All his eyes could peek at among the bubbles clouding his vision was how the straight lines of the ceramic pool bottom appeared to curve and wave as he glided past. He noted how the glimmer from the artificial stadium lights above danced underwater, mimicking a rhythm that egged him to push on until he too could burst out with arms held high and photoelectric flashes refracting on his body. With each entrance and exit of his arm into and out of the water at alternating rates, he sensed how the liquid wrapped itself around his naked exterior as he pushed himself forward with the heart of a champion. Sometimes, he heard muffled sounds of someone yelling from the outside world. Maybe it was his name, but most likely it was just the water intruding into his ears to clog up the noise.

The race was the part he hated. There was no way to see who was ahead and who was behind, especially given that the goggles he had borrowed from his brother were a size big enough for water to invade. He raced with his eyes sealed shut from the chlorine, awaiting the moment when his fingers poked at the wall one last time to trigger someone he’d never meet to click a stopwatch in hopeful unison announcing his efforts to blip on the scoreboard.

2:24 on the dot. Not bad at all. A personal record, actually. But just so happened, on that day, there were three other personal records before his. He stretched his head out of the water with an optimism instantly vanished into memory. Mathematically, 2:24 was bigger than 2:20, 2:22, and 2:23:58, and in this division III pool at this ESPN televised meet on this weekday that his parents had asked for off from the stevedores union, he had made a personal best worth nothing in comparison.

An alarm sounded, so he crawled out of the water. As he placed his soaked palms on the cement edges to lift himself up, the soreness struck him in an immediate but unexpected way, the same way Layla’s laugh had confused him at first when he asked her out for froyo.
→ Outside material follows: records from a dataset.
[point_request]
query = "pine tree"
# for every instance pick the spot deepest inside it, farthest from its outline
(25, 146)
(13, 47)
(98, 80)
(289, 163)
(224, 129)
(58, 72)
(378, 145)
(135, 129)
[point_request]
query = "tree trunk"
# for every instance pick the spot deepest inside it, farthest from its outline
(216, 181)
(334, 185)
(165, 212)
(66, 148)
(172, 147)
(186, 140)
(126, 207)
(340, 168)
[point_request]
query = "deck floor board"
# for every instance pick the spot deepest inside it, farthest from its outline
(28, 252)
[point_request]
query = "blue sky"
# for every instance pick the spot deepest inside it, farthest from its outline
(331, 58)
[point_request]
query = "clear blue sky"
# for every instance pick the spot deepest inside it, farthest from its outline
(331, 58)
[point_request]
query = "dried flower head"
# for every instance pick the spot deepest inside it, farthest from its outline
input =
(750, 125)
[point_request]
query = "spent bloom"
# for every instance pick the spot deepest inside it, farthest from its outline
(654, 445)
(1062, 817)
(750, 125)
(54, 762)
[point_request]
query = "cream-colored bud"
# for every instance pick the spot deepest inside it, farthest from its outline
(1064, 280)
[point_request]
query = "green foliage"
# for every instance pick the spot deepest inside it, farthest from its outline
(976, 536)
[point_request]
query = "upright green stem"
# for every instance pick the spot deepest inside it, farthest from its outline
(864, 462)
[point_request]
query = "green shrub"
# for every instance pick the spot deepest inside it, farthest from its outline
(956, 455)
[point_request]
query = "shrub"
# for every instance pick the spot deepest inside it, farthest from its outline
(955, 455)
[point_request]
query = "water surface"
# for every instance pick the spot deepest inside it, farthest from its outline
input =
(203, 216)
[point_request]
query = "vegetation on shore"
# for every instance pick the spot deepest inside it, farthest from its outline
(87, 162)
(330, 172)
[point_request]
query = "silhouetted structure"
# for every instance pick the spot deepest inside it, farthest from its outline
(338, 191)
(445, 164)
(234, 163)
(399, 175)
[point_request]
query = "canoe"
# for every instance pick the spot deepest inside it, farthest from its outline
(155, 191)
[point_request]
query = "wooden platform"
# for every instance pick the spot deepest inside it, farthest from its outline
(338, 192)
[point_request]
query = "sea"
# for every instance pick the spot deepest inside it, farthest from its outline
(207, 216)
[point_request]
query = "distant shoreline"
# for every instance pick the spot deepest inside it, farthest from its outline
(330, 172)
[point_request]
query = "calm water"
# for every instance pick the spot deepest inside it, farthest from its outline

His body stunned his mind with pain. Muscles ached in places he wasn’t aware had nerves. Pulling himself onto land, he glanced out of his periphery the tears for 2:20, the cheers for 2:22, and the silent shock for 2:23:58, who looked more surprised than he did.

He kept his head low while a salty mixture of sweat and bleach dripped down from his chin. Now standing upright, his neck bent, his feet soaked in meaningless fatigue, he walked over to grab a towel. There were none left. Confused, he looked around and saw that the towels were being used to dry up the diving platforms for the next heat. Another race had begun. He wasn’t a participant in this one. What would be remembered about him from this race and the one before would be the same.